Do alto de uma passarela de pedra o rei Arthur observava tudo na companhia de um copo em forma de chifre. Viu quando seu filho, o príncipe Péricles, passou lá embaixo feliz, exibindo aquela jovem que era da linhagem de Jade Hakoon, uma antiga aliada de muitas batalhas, mas que agora tinha lhe virado as costas em um momento tenso naquelas regiões. Respirou fundo para não fazer nenhuma besteira e tomou de uma só vez todo o líquido que continha naquele copo.
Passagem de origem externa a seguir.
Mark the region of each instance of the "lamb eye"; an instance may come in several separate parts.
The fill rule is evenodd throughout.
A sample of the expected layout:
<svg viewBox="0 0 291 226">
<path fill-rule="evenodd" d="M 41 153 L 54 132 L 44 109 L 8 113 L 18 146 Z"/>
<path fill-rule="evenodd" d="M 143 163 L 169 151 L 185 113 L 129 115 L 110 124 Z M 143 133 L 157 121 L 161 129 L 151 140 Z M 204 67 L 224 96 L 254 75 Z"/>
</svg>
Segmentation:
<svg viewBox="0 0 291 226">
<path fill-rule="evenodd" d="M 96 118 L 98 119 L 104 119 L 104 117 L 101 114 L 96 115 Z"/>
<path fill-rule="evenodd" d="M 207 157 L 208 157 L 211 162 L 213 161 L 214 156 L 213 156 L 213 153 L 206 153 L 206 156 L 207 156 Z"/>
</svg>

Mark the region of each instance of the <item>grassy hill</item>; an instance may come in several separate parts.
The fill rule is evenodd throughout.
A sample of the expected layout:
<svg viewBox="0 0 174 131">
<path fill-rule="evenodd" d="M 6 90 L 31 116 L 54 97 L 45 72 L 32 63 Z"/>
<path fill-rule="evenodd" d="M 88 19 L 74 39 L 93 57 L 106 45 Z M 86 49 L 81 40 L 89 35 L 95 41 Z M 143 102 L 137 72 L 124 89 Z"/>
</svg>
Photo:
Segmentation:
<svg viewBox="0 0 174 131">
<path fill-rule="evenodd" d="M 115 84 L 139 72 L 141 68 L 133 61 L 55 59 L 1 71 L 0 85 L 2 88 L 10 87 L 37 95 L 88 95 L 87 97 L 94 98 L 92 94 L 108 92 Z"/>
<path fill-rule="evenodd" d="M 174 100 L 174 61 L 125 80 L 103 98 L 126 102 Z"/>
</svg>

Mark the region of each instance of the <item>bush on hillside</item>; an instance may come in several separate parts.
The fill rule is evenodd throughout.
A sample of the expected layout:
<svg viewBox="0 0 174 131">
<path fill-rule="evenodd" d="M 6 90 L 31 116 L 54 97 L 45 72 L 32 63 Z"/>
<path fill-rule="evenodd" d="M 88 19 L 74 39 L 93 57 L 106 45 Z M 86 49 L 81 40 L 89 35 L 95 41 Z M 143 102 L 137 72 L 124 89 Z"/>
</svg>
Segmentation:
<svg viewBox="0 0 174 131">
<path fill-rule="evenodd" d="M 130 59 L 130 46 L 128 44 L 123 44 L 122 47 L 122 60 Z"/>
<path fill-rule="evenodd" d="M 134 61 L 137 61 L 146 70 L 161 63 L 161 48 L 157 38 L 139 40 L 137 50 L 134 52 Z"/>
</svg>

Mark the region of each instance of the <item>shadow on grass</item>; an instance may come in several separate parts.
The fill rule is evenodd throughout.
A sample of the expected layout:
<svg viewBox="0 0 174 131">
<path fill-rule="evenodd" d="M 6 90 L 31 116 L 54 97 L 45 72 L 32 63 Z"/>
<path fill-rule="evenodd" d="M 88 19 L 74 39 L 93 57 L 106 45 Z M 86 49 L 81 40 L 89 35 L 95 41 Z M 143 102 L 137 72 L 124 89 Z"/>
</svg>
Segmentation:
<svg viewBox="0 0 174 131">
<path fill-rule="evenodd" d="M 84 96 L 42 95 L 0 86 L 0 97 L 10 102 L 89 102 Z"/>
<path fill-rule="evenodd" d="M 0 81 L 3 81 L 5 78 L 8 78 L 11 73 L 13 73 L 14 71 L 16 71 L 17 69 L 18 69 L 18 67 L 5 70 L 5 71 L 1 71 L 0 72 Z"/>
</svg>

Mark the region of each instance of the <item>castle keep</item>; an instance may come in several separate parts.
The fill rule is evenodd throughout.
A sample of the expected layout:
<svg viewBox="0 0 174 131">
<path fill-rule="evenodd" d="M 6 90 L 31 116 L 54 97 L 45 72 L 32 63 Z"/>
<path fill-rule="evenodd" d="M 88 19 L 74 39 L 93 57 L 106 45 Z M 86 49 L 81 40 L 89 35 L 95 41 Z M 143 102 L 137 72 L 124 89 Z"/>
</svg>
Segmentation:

Lá embaixo o príncipe Péricles e Ygritte, a Bela, pararam diante da estátua do primeiro rei de todo aquele reino - o rei Mohamed I - um homem imponente que tinha a fama de conquistar suas batalhas apenas com as palavras certas na hora certa. Péricles segurou as mãos de Ygritte e olhou em seus olhos. Era verdadeiro demais o que sentiam um pelo outro e aquilo estava estampado em suas expressões. Cada camponês que passava podia ver e sentir esta verdade, esta paixão que aflorava, este amor resguardado. E o casal não fazia questão de esconder...

"Minha mãe me contava sobre as imensas batalhas vencidas pelo rei Mohamed I..."

Ygritte, com brilho nos olhos, admirava o príncipe enquanto ele falava. Ela se perdia nestes momentos que parecia que nada mais fazia sentido e que ninguém mais se fazia presente. Apenas eles, apenas paz...

"Um dia minha mãe me disse que, já no leito de sua morte, o rei Mohamed I disse algo para sua jovem filha que soa como um mantra para as gerações que vieram. Algo que, anos mais tarde, foi transcrito na parede do quarto da jovem princesa por ela mesmo, quando enlouqueceu e foi levada para um hospício na cidadela de Dumas"

"E o que seria isso, Péricles?"

Péricles olhou o movimento ao redor e logo voltou encarar a sua amada. Ele queria esquecer as batalhas, as desavenças, as guerras. Já tinha passado por muita coisa, queria poder tomar um novo rumo, mudar o seu destino...

“Vamos fugir, Ygritte? Eu abro mão de tudo isso. Seremos capazes de construir nossa própria vida longe daqui. É como disse o rei Mohamed I...você esquece a sua vida após um tempo. As coisas são como um colar de pérolas. Corte-o e elas se espalham pelo chão, indo para cantos escuros, não sendo mais encontradas. E então, você segue em frente. E um dia acaba esquecendo como as pérolas eram...e está tudo bem. Eu seguirei em frente com você. Eu lutarei pelo nosso amor, pela nossa cumplicidade e felicidade."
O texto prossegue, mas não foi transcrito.